1. CONNOLLY, T.W.J. Roll of Officers of the Corps of Royal Engineers from 1660 to 1898. The Royal Engineers Institute, Chatham, Kent, 1898.
2. FARWELL, B. Mr. Kipling’s Army: All the Queen’s Men. W.W. Norton & Company, New York, 1981.
3. GRIERSON, J.M. Scarlet Into Khaki: The British Army on the Eve of the Boer War. Greenhill Books, London, 1988.
4. GRIERSON, J.M. Records of the Scottish Volunteer Force, 1859-1908. Frederick Muller Ltd., London, 1972.
5. LETTS, C. Roadbook of Britain. Charles Letts and Company Limited, London, 1977.
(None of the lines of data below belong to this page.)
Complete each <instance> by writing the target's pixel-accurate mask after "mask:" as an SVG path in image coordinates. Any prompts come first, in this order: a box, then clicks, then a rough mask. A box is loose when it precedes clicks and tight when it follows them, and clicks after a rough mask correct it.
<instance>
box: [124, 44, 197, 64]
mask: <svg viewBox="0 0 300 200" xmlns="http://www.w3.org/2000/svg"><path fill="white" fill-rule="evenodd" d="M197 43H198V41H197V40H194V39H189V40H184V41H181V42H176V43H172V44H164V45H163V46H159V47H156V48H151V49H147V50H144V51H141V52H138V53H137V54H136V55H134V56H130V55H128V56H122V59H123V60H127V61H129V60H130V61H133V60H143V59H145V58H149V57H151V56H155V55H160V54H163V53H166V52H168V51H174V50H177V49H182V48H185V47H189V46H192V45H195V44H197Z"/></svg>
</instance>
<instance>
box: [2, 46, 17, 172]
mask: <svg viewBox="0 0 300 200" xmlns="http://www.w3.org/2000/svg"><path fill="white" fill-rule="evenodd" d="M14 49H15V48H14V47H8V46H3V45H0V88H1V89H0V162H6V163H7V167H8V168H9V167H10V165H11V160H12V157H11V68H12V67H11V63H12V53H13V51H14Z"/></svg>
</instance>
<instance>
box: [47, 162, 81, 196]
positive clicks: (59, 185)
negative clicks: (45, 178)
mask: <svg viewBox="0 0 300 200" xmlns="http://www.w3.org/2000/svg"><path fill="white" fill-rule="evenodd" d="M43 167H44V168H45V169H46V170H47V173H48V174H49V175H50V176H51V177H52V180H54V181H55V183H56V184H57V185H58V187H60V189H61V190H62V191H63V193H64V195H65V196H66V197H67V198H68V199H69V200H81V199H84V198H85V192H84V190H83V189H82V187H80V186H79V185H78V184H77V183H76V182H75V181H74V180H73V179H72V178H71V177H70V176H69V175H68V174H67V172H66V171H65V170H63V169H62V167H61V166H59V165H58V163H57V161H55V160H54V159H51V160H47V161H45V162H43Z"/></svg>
6. PORTER, W. History of the Corps of Royal Engineers. Volume II. The Institution of Royal Engineers, Chatham, Kent, 1952, p.243.
7. PUBLIC RECORD OFFICE, London. Service Papers, WO97/3165, including:

a. W.O. Form 798 C. Duplicate of Attestation for Militia Volunteers (Scotland).
b. W.O. Form 1143. Medical History.
c. Record of Services.
d. W.O. Form 39 A. Verification of Enlistment.
e. Military History Sheet.

8. SHEPHERD, W.R. Historical Atlas. Henry Holt and Company, New York, 1929.
9. SKELLEY, A.R. The Victorian Army at Home: The Recruitment and Terms and Conditions of the British Regular, 1859-1899. McGill-Queen’s University Press, Montreal, 1977.